- Louisville Township, Minnesota Location within the state of Minnesota Louisville Township, Minnesota Louisville Township, Minnesota (the United States)
- Coordinates: 44°44′44″N 93°34′29″W﻿ / ﻿44.74556°N 93.57472°W
- Country: United States
- State: Minnesota
- County: Scott

Area
- • Total: 14.6 sq mi (37.7 km^{2})
- • Land: 13.9 sq mi (36.0 km^{2})
- • Water: 0.66 sq mi (1.7 km^{2})
- Elevation: 912 ft (278 m)

Population (2020)
- • Total: 1,342
- Time zone: UTC-6 (Central (CST))
- • Summer (DST): UTC-5 (CDT)
- FIPS code: 27-38294
- GNIS feature ID: 0664829
- Website: louisvilletownship.com

= Louisville Township, Scott County, Minnesota =

Louisville Township is a township in Scott County, Minnesota, United States. The population was 1,342 at the 2020 census.

==Geography==
According to the United States Census Bureau, the township has a total area of 14.6 square miles (37.7 km^{2}), of which 13.9 square miles (36.0 km^{2}) is land and 0.7 square mile (1.7 km^{2}) (4.54%) is water.

==History==
Louisville Township was organized in 1858, and named after Louisville, Kentucky.

A town of Louisville was planned during the land boom of the 1850s; however, the Panic of 1857 caused the finances of the planned town to collapse. As a result, many of the buildings were moved to Carver, directly across the Minnesota River in Carver County.

==Demographics==
As of the census of 2000, there were 1,359 people, 410 households, and 359 families residing in the township. The population density was 97.8 PD/sqmi. There were 417 housing units at an average density of 30.0 /sqmi. The racial makeup of the township was 86.68% White, 0.74% African American, 0.29% Native American, 1.10% Asian, 10.74% from other races, and 0.44% from two or more races. Hispanic or Latino of any race were 12.80% of the population.
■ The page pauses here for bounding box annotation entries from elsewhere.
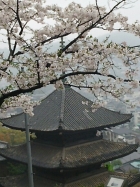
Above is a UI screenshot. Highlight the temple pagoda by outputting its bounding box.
[0,87,139,187]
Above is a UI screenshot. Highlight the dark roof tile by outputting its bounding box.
[0,139,138,168]
[1,88,132,131]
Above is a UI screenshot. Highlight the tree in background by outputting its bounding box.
[0,0,140,115]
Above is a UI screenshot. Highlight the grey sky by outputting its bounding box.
[47,0,140,22]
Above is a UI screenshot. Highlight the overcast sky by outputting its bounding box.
[47,0,140,22]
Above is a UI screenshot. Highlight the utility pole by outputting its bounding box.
[25,113,34,187]
[60,36,65,49]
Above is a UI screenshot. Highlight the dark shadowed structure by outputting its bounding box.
[0,87,139,187]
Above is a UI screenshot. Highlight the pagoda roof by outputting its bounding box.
[0,88,132,132]
[0,139,138,169]
[0,171,140,187]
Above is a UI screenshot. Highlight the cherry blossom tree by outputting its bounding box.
[0,0,140,115]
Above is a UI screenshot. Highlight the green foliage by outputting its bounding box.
[7,162,27,175]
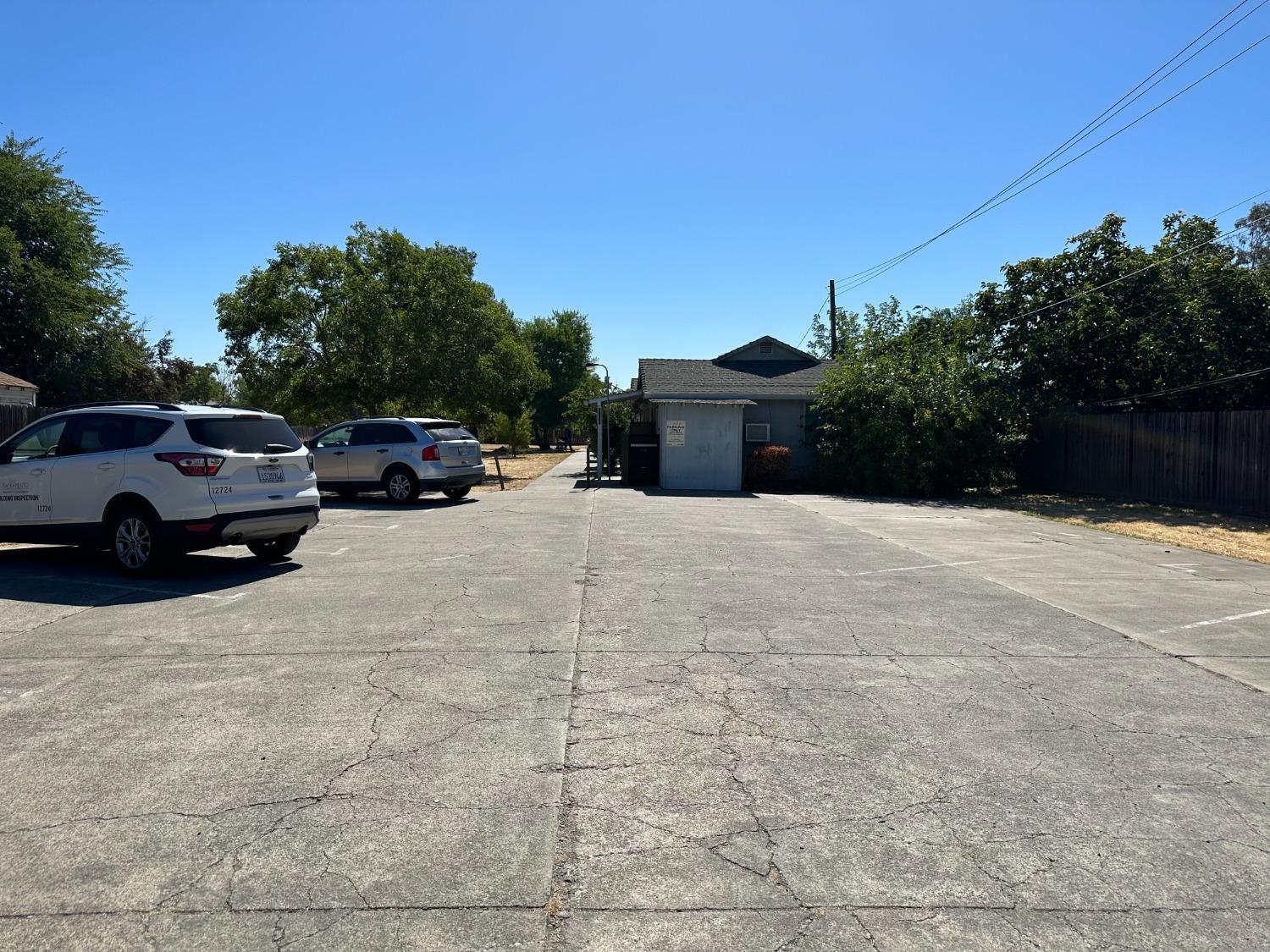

There were 410 households, out of which 47.6% had children under the age of 18 living with them, 78.0% were married couples living together, 4.9% had a female householder with no husband present, and 12.4% were non-families. 7.8% of all households were made up of individuals, and 1.0% had someone living alone who was 65 years of age or older. The average household size was 3.31 and the average family size was 3.44.

In the township the population was spread out, with 32.7% under the age of 18, 7.1% from 18 to 24, 34.2% from 25 to 44, 21.7% from 45 to 64, and 4.2% who were 65 years of age or older. The median age was 34 years. For every 100 females, there were 107.8 males. For every 100 females age 18 and over, there were 110.6 males.

The median income for a household in the township was $79,242, and the median income for a family was $82,911. Males had a median income of $54,583 versus $40,000 for females. The per capita income for the township was $27,069. About 2.6% of families and 4.3% of the population were below the poverty line, including 5.3% of those under age 18 and 9.8% of those age 65 or over.